Sun Wukong visited the Sanxing and many high deities in the heavenly court, but none of them knew how to revive the tree. Finally, he went to Guanyin and told her what had happened. Guanyin says,

"You have no conscience at all. That manfruit tree of his is the life-root from the time when Heaven and Earth were separated, and Great Immortal Zhenyuan is the Patriarch of the Earth's Immortals, which means even I have to show him a certain respect."

The conflict is eventually resolved when Guanyin helps them restore the Ginseng fruit tree back to life. Zhenyuan is so pleased that he gives up his desire for revenge and becomes sworn brothers with Sun Wukong. He treats all of them to a fruit feast before seeing them off on their journey.
==Character personality==
According to the original Journey to the West, Zhenyuanzi is portrayed as a relatively gentle figure. When Sun Wukong damaged his precious Ginseng Fruit Tree, Zhenyuanzi did not retaliate immediately. Instead, he reasoned calmly with Tang Sanzang and his disciples. However, when Sun Wukong acted rudely and struck Zhenyuanzi, the immortal responded by capturing the entire group as punishment. Later, when Sun Wukong expressed his desire to restore the Ginseng Tree, Zhenyuanzi generously allowed him to choose as many days as he needed to accomplish the task.

However, in the Journey to the West (1986 TV series), Zhenyuanzi’s character was significantly altered—he was portrayed as rather fierce. When Sun Wukong damaged his precious Ginseng Fruit Tree, Zhenyuanzi didn’t say much and immediately captured the entire Tang monk’s group. He then punished them severely. Later, when Sun Wukong wanted to heal the Ginseng Tree, Zhenyuanzi gave him only three days to find a cure.

==Character evaluation==
According to the descriptions in the novel,then according to Qingfeng and Mingyue, Zhenyuan Daxian is the great god who interacts with the Three Pure Ones, indicating his incredibly esteemed status. A couplet hung outside his Daoist temple reads, "Longevity like the immortals, a household with the same lifespan as heaven," suggesting an extraordinary level of longevity. Sun Wukong, who has seen much of the world, naturally finds this claim hard to believe, saying, "Five hundred years ago, when I caused a ruckus in the Heavenly Palace, I never heard such words at Laozi's gate." Furthermore, Wuzhuang Temple doesn't venerate the Three Pure Ones, the Four Sovereigns, or other celestial authorities; they only offer incense to "heaven and earth". According to the two attendants, Qingfeng and Mingyue, only one word, "heaven," deserves the incense of Zhenyuan Daxian, while the word "earth" isn't worthy. Additionally, Zhenyuan Daxian refers to the Three Pure Ones as his friends, the Four Sovereigns as acquaintances, Jiuyao (九曜, nine heavenly deities) as juniors, and the Origin Stars (元辰) as guests. This leads to questions about the true identity of Zhenyuan Daxian.
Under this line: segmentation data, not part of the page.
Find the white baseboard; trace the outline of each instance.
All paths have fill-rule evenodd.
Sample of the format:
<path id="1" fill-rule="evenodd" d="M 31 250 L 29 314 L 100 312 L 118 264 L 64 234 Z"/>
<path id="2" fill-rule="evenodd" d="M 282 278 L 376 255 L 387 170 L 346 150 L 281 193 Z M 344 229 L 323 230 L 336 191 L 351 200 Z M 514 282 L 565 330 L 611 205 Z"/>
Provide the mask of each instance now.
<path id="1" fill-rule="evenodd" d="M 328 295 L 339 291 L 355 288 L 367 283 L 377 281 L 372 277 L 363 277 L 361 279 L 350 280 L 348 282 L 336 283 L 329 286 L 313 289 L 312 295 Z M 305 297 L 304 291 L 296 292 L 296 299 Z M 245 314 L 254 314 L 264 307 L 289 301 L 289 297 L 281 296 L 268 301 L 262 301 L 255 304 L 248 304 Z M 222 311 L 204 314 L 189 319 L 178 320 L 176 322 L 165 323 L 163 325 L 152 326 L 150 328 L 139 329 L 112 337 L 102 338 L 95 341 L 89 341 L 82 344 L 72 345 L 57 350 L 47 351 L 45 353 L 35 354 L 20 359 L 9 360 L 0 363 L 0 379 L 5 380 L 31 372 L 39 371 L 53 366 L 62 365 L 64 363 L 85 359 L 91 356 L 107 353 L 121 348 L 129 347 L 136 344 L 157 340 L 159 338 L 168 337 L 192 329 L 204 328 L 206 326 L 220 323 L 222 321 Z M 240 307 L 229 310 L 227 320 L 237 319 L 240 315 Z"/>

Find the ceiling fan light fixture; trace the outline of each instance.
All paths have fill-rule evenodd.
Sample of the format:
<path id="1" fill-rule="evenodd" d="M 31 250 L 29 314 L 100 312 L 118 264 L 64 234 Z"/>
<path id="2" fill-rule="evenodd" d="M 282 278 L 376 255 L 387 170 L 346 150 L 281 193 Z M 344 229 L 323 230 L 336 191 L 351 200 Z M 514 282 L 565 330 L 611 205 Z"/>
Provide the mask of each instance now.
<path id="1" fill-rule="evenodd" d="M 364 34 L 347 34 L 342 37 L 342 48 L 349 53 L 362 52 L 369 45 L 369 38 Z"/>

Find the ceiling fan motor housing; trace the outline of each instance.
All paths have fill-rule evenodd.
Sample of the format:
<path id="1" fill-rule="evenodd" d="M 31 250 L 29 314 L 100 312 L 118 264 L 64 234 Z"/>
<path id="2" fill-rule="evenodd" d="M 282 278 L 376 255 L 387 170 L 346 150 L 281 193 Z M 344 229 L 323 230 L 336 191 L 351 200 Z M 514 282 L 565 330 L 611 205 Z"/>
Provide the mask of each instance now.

However, later on, some people discovered that the words of the two attendants, Qingfeng and Mingyue, were merely flattery. In the original Journey to the West, there is a passage where Zhenyuanzi himself admits that he studied the Dao under the command of Yuanshi Tianzun. This clearly shows that he is still subordinate to the Three Pure Ones and not on equal footing with them. Moreover, in Journey to the West, the Three Pure Ones often obey the orders of the Jade Emperor, who is one of the Four Sovereigns. Therefore, there is no way that Zhenyuanzi could be on the same level as them.
However, in the Journey to the West (1986 TV series) and in later adaptations, the detail in which Zhenyuanzi admits to having received Daoist teachings under the command of Yuanshi Tianzun is omitted. This omission has led to many misunderstandings and speculations about his true status.

Qing dynasty Daoist hermit Wang Xiangxu stated: "Within the sleeves of Zhenyuan Daxian, the universe resides, vast and capable of encompassing all beings. Yet, it cannot capture those who move freely. Even if it could, they would escape, and if captured again, they would break free once more, just as if never ensnared. The universe may be immense, but the heart within is even greater. With this heart, one can transcend the boundaries of the universe. Although referred to as puppets, who among them truly controls whom?".